PC Graphics Card Sales Totaled $11.8B Last Quarter Despite Lingering GPU Shortage

Graphics Cards
You may have struck out trying to buy a graphics card over the past several weeks, months, or even year, but don't shed a tear over AMD or NVIDIA on the assumption either one is hurting for GPU revenue. They're not. Quite the opposite, discrete add-in board (AIB) sales in the last quarter alone reached a whopping $11.8 billion.

Another name for a discrete AIB is simply graphics card. These are the cards that actually go into a PCI Express slot (we're assuming hardly anyone is buying AGP card these days), as opposed to integrated graphics that are packaged together with certain CPUs. Those integrated GPUs are why Intel technically owns the largest share of the graphics market.

in a new report, Jon Peddie and Robert Dow from Jon Peddie Research compiled an interesting set of sales and shipments statistics. Despite the frustrating GPU shortage that is making it almost impossible to buy a graphics card from a first-party seller, shipments of discrete GPUs increased year-over-year in the second quarter of 2021.

Not by just a little bit, either.

Discrete Graphics Card Market Value
Source: Jon Peddie Research

"Unit shipments of add-in boards increased in Q2'21 from last year, while NVIDIA increased market share to 80 percent from last quarter a 0.3 percent increase as well as 2 percent year-over-year. Over $11.8 billion AIBs shipped in the quarter—an increase of 179 percent year-over-year," the report states.

As things stand, AMD and NVIDIA are the benefactors, as they are the only two players in the discrete graphics card market. That will be the case until Intel jumps in with its Arc lineup, starting with Alchemist next year.

According to JPR's latest discrete GPU shipment report, there are 54 AIB partners who buy GPUs from AMD and NVIDIA and build custom cards around those parts. These are companies like ASUS, EVGA, Gigabyte, MSI, Zotac, and dozens of others.

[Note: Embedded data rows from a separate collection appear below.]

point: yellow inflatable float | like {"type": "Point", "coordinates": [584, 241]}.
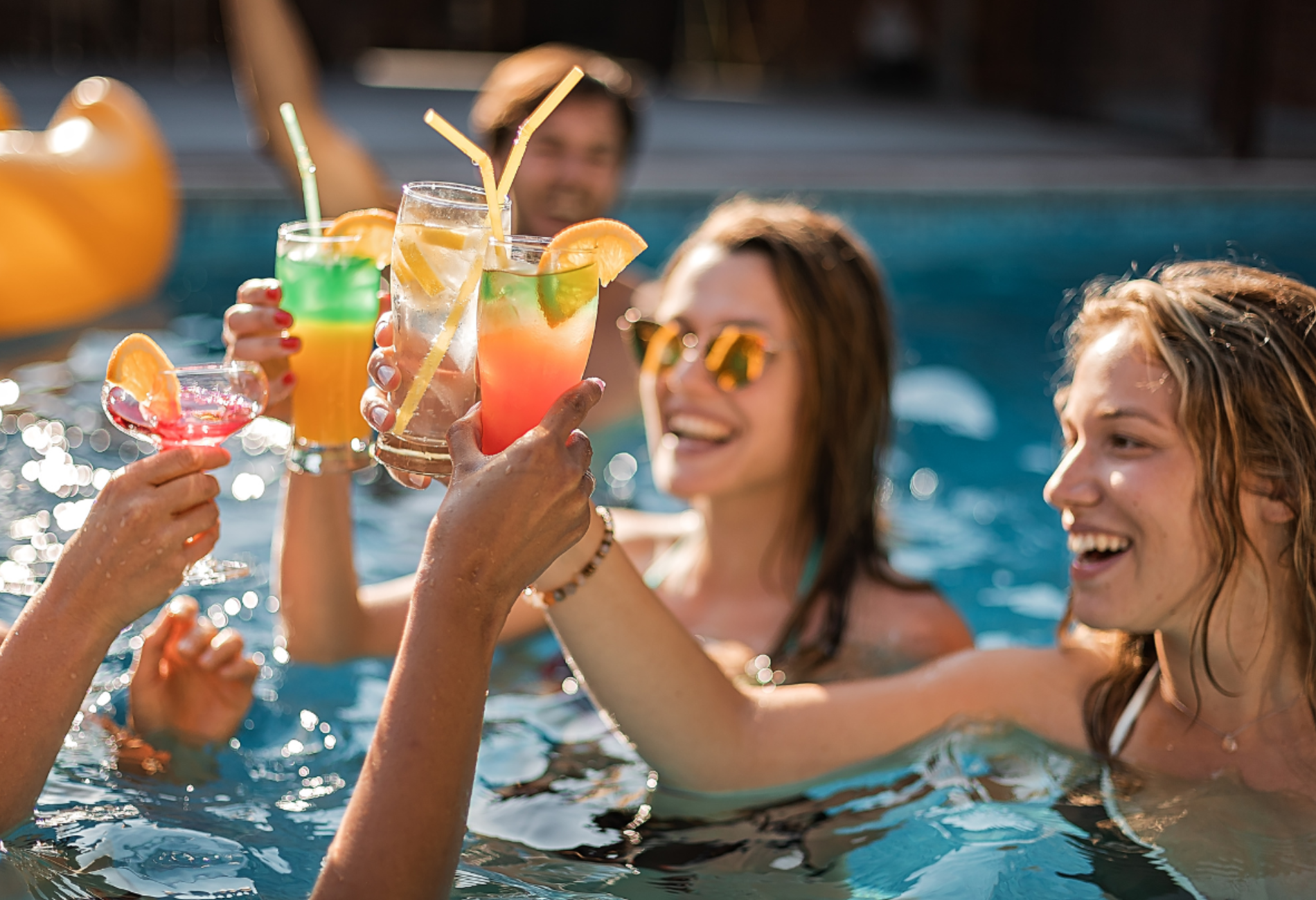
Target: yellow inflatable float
{"type": "Point", "coordinates": [89, 210]}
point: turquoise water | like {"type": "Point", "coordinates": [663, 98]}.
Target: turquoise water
{"type": "Point", "coordinates": [561, 807]}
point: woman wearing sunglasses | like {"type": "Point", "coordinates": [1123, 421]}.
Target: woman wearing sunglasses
{"type": "Point", "coordinates": [765, 384]}
{"type": "Point", "coordinates": [1187, 658]}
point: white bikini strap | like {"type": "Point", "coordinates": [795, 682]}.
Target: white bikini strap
{"type": "Point", "coordinates": [1131, 714]}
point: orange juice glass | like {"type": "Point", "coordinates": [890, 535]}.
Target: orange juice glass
{"type": "Point", "coordinates": [536, 327]}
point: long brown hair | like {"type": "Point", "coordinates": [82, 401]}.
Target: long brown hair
{"type": "Point", "coordinates": [1240, 344]}
{"type": "Point", "coordinates": [842, 332]}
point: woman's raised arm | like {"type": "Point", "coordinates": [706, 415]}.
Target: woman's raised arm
{"type": "Point", "coordinates": [703, 733]}
{"type": "Point", "coordinates": [145, 528]}
{"type": "Point", "coordinates": [403, 829]}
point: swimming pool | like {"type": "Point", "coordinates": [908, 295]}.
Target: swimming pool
{"type": "Point", "coordinates": [561, 807]}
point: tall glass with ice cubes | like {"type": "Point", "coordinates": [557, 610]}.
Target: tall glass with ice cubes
{"type": "Point", "coordinates": [438, 255]}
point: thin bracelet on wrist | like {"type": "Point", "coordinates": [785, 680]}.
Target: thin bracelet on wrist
{"type": "Point", "coordinates": [545, 599]}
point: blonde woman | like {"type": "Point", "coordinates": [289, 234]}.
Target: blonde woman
{"type": "Point", "coordinates": [1189, 495]}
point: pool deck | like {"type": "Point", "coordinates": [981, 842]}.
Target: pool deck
{"type": "Point", "coordinates": [791, 143]}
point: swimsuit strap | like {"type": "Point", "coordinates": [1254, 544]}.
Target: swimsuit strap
{"type": "Point", "coordinates": [1131, 714]}
{"type": "Point", "coordinates": [1156, 854]}
{"type": "Point", "coordinates": [662, 565]}
{"type": "Point", "coordinates": [810, 574]}
{"type": "Point", "coordinates": [665, 562]}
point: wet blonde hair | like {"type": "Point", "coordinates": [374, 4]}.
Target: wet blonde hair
{"type": "Point", "coordinates": [1240, 345]}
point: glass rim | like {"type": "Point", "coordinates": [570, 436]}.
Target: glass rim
{"type": "Point", "coordinates": [526, 241]}
{"type": "Point", "coordinates": [228, 366]}
{"type": "Point", "coordinates": [301, 231]}
{"type": "Point", "coordinates": [477, 194]}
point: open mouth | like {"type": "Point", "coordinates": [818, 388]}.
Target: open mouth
{"type": "Point", "coordinates": [1092, 548]}
{"type": "Point", "coordinates": [688, 426]}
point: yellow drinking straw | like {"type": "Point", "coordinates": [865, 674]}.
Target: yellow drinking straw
{"type": "Point", "coordinates": [494, 194]}
{"type": "Point", "coordinates": [437, 350]}
{"type": "Point", "coordinates": [533, 121]}
{"type": "Point", "coordinates": [310, 190]}
{"type": "Point", "coordinates": [479, 159]}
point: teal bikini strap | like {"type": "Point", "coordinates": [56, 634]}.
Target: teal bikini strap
{"type": "Point", "coordinates": [662, 565]}
{"type": "Point", "coordinates": [810, 574]}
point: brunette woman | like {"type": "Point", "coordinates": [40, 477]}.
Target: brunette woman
{"type": "Point", "coordinates": [766, 406]}
{"type": "Point", "coordinates": [1189, 496]}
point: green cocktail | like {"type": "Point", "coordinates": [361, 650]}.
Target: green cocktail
{"type": "Point", "coordinates": [332, 294]}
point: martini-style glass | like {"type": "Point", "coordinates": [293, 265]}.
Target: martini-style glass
{"type": "Point", "coordinates": [215, 400]}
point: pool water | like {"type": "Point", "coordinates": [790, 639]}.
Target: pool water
{"type": "Point", "coordinates": [561, 807]}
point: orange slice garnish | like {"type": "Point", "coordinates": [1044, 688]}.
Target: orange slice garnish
{"type": "Point", "coordinates": [140, 366]}
{"type": "Point", "coordinates": [375, 228]}
{"type": "Point", "coordinates": [614, 245]}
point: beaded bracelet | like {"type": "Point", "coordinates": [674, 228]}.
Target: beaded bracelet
{"type": "Point", "coordinates": [545, 599]}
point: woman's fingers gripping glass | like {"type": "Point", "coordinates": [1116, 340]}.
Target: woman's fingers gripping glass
{"type": "Point", "coordinates": [375, 406]}
{"type": "Point", "coordinates": [257, 330]}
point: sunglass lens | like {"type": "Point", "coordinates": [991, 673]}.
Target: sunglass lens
{"type": "Point", "coordinates": [741, 363]}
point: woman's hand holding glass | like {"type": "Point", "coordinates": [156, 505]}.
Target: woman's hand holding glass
{"type": "Point", "coordinates": [256, 330]}
{"type": "Point", "coordinates": [375, 406]}
{"type": "Point", "coordinates": [508, 516]}
{"type": "Point", "coordinates": [150, 523]}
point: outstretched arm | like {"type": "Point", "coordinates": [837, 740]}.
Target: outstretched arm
{"type": "Point", "coordinates": [395, 841]}
{"type": "Point", "coordinates": [273, 64]}
{"type": "Point", "coordinates": [703, 733]}
{"type": "Point", "coordinates": [146, 527]}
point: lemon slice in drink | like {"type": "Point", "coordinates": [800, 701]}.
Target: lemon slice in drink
{"type": "Point", "coordinates": [140, 366]}
{"type": "Point", "coordinates": [615, 246]}
{"type": "Point", "coordinates": [429, 254]}
{"type": "Point", "coordinates": [375, 228]}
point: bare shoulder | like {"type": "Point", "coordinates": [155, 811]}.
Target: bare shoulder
{"type": "Point", "coordinates": [1040, 688]}
{"type": "Point", "coordinates": [919, 624]}
{"type": "Point", "coordinates": [644, 534]}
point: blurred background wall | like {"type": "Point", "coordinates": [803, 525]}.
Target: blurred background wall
{"type": "Point", "coordinates": [1227, 77]}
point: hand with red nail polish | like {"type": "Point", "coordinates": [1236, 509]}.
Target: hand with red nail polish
{"type": "Point", "coordinates": [256, 330]}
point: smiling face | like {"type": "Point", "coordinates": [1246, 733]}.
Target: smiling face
{"type": "Point", "coordinates": [706, 441]}
{"type": "Point", "coordinates": [573, 168]}
{"type": "Point", "coordinates": [1127, 489]}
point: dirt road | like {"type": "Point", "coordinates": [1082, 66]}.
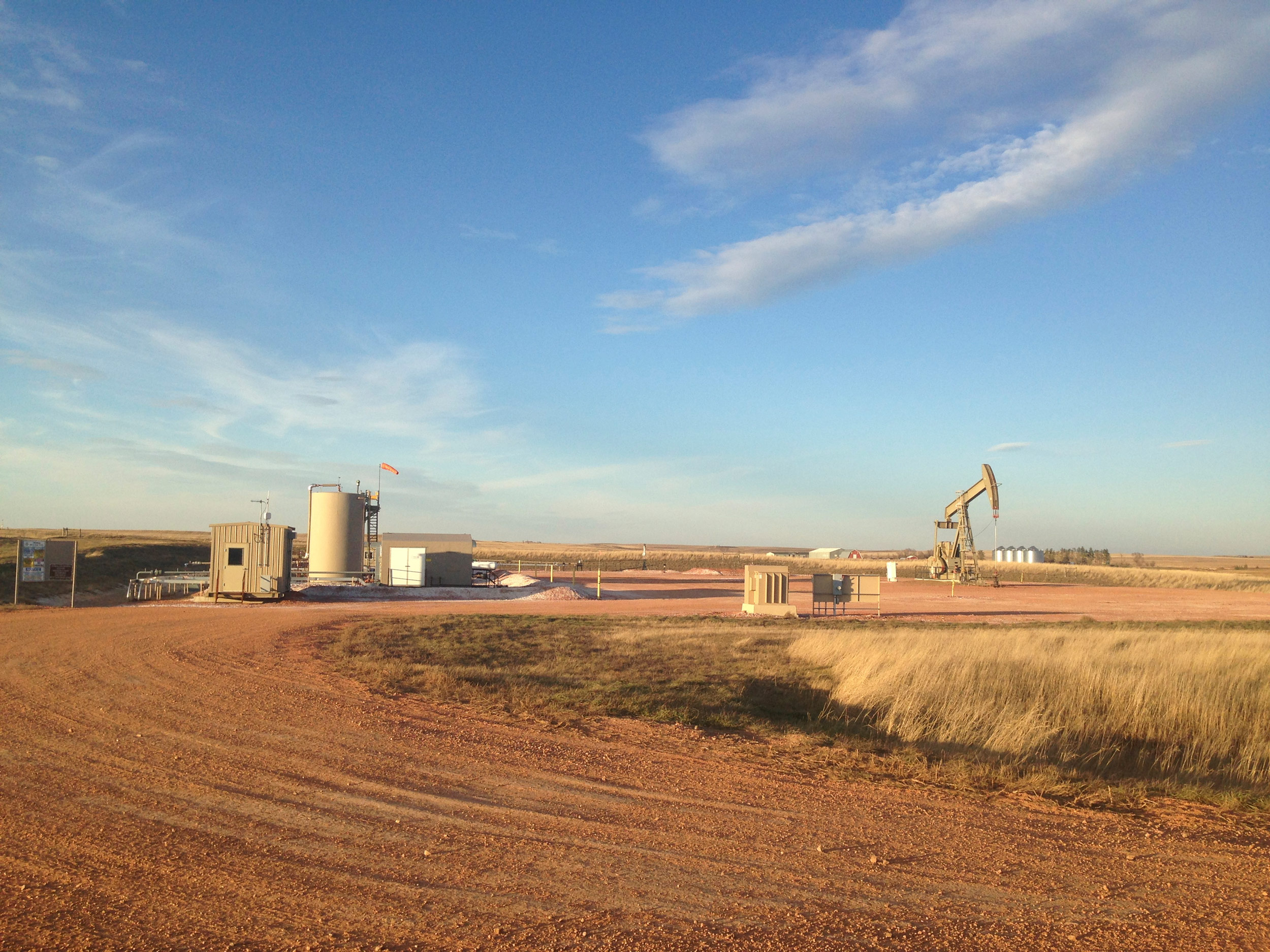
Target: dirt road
{"type": "Point", "coordinates": [196, 778]}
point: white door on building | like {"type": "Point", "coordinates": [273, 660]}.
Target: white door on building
{"type": "Point", "coordinates": [405, 567]}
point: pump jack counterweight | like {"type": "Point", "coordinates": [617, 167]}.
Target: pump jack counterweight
{"type": "Point", "coordinates": [957, 559]}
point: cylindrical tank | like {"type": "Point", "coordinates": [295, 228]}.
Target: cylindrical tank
{"type": "Point", "coordinates": [337, 522]}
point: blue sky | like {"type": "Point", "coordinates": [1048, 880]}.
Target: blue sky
{"type": "Point", "coordinates": [738, 273]}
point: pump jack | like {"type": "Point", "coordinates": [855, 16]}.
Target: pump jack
{"type": "Point", "coordinates": [957, 560]}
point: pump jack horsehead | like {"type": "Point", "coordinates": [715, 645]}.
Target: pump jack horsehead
{"type": "Point", "coordinates": [956, 560]}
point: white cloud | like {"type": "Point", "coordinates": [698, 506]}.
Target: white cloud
{"type": "Point", "coordinates": [974, 115]}
{"type": "Point", "coordinates": [59, 369]}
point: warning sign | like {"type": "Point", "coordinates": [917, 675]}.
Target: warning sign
{"type": "Point", "coordinates": [59, 560]}
{"type": "Point", "coordinates": [32, 560]}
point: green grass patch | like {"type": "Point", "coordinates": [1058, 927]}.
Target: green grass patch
{"type": "Point", "coordinates": [103, 565]}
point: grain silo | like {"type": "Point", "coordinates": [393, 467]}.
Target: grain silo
{"type": "Point", "coordinates": [337, 526]}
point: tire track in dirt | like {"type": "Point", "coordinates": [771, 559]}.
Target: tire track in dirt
{"type": "Point", "coordinates": [178, 778]}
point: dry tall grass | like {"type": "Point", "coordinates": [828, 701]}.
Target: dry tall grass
{"type": "Point", "coordinates": [1179, 701]}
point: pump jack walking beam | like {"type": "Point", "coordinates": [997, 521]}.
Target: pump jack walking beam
{"type": "Point", "coordinates": [957, 559]}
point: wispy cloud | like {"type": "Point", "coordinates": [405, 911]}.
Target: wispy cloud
{"type": "Point", "coordinates": [413, 389]}
{"type": "Point", "coordinates": [59, 369]}
{"type": "Point", "coordinates": [972, 115]}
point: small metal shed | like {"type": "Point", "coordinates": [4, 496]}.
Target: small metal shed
{"type": "Point", "coordinates": [250, 559]}
{"type": "Point", "coordinates": [768, 590]}
{"type": "Point", "coordinates": [426, 559]}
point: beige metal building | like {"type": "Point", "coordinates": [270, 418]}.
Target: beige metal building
{"type": "Point", "coordinates": [250, 559]}
{"type": "Point", "coordinates": [768, 590]}
{"type": "Point", "coordinates": [425, 559]}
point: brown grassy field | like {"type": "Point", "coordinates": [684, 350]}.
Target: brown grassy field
{"type": "Point", "coordinates": [732, 562]}
{"type": "Point", "coordinates": [1184, 701]}
{"type": "Point", "coordinates": [1090, 714]}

The report says the AIB market reached $29 billion last year, and anticipates it climbing to $44.1 billion by 2023. And maybe that's a conservative figure. Bear in mind that there are large investments on the semiconductor manufacturing side, with TSMC and Intel both pouring billions of dollars into fab expansions. Combined with Intel's entry into the discrete GPU space, the market could potentially see a massive rise in GPU sales, if supply catches up with demand.

In the meantime, the shortage lingers, cryptocurrency miners are still chasing blockchain rewards on the backs of GPUs, and GPU makers are making out like bandits.